Sure. I’ve done it. We’ve all done it. But it’s not always possible. When an artist is so much in their work—whether the presence is conscious or unconscious—it becomes difficult to ignore. It’s distracting.

Five minutes ago I finished reading Stephen King’s The Stand. And, to quote a friend, the “religiosity” became “hokey.” But more distracting than that was the subtle racism.

The Satan-esque villain known as “the black man.” The black soldiers being enormous and muscle-bound and barely human. The complete absence of “good” black characters with the exception of the religious, cornbread-baking prophet woman. The ending, with Africans carrying spears and falling dumbly down at Flagg’s feet (the book took place in the ‘90s). And don’t get me started on the female characters.

What else can I say besides the fact that it’s tiresome? I realize it was written in the 70’s.

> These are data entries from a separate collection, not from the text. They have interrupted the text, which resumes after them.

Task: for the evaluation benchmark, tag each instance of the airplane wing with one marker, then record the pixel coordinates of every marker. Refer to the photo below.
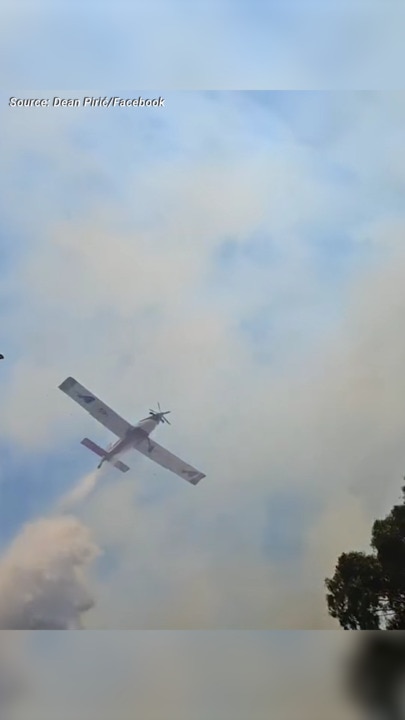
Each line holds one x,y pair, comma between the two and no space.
95,407
169,461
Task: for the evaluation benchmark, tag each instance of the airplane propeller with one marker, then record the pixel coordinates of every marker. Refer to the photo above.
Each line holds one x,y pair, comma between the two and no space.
160,416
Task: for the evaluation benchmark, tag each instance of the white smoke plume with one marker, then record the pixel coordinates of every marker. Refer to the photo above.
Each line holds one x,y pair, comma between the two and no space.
80,493
42,576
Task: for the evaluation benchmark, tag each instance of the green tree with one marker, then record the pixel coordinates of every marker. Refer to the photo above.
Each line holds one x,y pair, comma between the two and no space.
367,591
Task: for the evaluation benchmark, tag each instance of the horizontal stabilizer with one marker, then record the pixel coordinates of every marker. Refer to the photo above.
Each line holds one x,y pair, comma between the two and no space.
93,447
121,466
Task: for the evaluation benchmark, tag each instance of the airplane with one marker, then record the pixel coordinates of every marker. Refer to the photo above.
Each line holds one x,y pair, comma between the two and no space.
130,436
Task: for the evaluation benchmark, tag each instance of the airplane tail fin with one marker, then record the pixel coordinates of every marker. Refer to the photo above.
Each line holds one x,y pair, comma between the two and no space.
121,466
102,453
93,447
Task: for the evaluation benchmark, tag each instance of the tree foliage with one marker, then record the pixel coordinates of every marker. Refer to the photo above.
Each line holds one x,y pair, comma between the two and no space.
367,591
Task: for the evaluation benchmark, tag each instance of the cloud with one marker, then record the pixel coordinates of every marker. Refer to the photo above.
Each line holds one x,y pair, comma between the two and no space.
145,294
42,583
250,45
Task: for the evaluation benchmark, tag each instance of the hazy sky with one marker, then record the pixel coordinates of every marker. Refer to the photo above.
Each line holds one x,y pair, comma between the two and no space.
178,676
238,257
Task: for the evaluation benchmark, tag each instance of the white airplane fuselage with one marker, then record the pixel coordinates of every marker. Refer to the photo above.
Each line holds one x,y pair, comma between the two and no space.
136,434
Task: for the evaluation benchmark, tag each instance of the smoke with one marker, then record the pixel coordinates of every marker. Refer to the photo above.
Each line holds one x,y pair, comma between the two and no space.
42,576
80,493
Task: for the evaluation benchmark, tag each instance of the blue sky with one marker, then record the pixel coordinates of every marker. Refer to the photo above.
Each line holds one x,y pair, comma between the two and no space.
289,45
218,255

And that’s always the excuse of people who defend this and other writing. “Well that was then; there weren’t black main characters back then,” as if it was the Stone Age. As if this means it is exempt from criticism.

It’s not. Stephen King wasn’t employing these metaphors for literary effect. It’s casual. Included by way of his own subconscious notions. If this were purely a thing of the past and a pattern not present in 90% of popular fiction and film, maybe it would be easier to lay the old dog to rest.

But that dog is barking, and it only makes it worse to read this puffed-up book from the 70’s and see how little has changed.